Actun-Tunichil-Muknal-gear-patrol-full Jaime Awe

In the Tapir Mountain Nature Reserve of Western Belize, late in 1989, Dr. Thomas Miller jumped into a tributary of the Roaring River and swam inside an unnamed cave’s vine-covered mouth. The American geologist wasn’t in pursuit of a lost Maya relic; he was there to study geomorphology: the formation of caves. What he found, however, led him to contact Dr. Jaime Awe, director of the Belize Institute of Archaeology, who recorded his findings in 1992.

The cave’s twisting river, in places neck deep, wove underground to an elevated cavern filled with the skeletal remains of 16 human sacrifices, ranging from infants to mid-40-year-olds.

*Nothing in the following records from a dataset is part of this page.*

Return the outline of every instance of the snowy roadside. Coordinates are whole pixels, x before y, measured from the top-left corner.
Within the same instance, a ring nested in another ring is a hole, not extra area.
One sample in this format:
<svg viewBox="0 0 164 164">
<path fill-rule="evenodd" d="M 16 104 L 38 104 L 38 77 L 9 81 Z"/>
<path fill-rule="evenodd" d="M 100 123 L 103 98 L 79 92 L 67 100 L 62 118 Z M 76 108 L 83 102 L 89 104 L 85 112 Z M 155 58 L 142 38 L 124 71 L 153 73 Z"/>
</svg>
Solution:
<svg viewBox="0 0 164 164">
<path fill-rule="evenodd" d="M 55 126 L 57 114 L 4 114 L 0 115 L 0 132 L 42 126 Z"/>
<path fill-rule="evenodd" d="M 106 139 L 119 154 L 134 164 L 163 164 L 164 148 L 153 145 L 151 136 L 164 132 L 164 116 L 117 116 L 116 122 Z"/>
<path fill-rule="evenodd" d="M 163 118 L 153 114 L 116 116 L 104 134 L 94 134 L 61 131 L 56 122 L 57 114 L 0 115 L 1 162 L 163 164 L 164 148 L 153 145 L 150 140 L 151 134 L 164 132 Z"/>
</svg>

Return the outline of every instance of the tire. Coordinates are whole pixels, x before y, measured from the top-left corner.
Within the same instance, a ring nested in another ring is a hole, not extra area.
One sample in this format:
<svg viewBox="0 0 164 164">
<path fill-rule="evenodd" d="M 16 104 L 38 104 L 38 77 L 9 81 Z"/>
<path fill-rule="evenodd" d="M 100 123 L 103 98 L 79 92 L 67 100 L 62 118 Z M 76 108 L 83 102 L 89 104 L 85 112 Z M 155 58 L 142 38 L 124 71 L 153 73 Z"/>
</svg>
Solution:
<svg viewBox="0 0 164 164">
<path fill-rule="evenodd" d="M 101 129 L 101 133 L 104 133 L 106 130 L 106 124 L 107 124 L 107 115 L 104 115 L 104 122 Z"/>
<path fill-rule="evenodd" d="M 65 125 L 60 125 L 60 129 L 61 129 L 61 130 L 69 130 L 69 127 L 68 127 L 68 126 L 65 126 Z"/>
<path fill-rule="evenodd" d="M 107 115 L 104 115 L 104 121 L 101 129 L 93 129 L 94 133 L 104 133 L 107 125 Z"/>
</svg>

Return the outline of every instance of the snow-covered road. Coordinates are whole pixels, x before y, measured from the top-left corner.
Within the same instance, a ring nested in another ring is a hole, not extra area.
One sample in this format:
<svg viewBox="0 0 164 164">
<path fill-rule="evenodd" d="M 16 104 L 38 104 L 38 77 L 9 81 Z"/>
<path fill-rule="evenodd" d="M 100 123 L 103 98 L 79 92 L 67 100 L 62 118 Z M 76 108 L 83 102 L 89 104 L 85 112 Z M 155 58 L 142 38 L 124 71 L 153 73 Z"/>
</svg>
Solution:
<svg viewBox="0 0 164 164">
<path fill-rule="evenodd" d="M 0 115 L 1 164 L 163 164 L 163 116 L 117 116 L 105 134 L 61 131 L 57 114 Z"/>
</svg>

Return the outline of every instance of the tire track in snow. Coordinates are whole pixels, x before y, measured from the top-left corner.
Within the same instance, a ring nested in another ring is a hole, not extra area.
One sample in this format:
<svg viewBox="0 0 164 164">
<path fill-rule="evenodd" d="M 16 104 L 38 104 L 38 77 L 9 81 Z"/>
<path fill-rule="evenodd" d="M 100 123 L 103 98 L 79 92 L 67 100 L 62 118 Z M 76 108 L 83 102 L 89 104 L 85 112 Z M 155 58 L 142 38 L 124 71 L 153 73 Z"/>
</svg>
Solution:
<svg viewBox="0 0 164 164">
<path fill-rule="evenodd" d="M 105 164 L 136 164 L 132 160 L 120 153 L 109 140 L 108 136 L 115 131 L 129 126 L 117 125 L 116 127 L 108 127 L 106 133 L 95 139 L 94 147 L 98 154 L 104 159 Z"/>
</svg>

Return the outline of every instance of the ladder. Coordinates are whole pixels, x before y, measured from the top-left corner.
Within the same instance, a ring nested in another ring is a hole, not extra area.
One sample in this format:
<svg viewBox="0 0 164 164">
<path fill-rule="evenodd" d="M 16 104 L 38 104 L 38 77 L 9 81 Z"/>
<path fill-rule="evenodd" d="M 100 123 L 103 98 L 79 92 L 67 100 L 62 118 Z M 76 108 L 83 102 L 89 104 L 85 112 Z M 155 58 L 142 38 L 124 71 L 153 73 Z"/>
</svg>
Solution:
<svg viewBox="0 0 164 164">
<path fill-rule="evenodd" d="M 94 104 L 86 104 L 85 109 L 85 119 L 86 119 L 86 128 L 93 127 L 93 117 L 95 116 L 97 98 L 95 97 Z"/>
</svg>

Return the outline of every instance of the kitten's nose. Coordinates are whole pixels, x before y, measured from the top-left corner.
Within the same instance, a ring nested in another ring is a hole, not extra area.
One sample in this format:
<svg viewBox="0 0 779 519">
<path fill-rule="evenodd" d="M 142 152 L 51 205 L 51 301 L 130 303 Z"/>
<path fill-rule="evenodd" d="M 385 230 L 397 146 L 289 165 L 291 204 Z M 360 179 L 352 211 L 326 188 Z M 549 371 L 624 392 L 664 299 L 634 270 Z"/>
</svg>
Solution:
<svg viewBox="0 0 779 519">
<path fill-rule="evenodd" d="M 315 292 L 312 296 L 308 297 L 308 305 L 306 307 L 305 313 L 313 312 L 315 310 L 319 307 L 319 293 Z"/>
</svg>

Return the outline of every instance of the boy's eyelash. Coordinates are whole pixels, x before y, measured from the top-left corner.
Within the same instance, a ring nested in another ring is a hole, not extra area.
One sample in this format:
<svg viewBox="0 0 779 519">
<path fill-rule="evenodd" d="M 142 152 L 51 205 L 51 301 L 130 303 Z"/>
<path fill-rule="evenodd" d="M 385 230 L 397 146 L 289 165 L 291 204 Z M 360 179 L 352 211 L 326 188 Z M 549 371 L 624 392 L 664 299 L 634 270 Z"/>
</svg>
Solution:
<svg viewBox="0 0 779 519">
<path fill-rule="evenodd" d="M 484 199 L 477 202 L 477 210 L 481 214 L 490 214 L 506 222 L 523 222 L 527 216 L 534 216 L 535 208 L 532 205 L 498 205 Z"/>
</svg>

And, in an upper, farther recess of the cave, a slender skeleton lay calcified to the cave floor amidst bat guano and predatory spiders.

“It struck me at my core. It was unlike anything I had seen before. We always want to think we’re immortal, but the human remains in this Maya ritual cave site reminded me how fragile we humans are,” Awe said. “I thought to myself, ‘Why should archaeologists be the only privileged people to see what happened here 1,100 years ago?’”

Awe took a self-described gamble and opened the cave five years later to the public with little to no regulations or infrastructure to preserve the relics inside. He hoped tourism would repel looters. To the surprise of international archaeologists, it’s been, for the most part, a raging success.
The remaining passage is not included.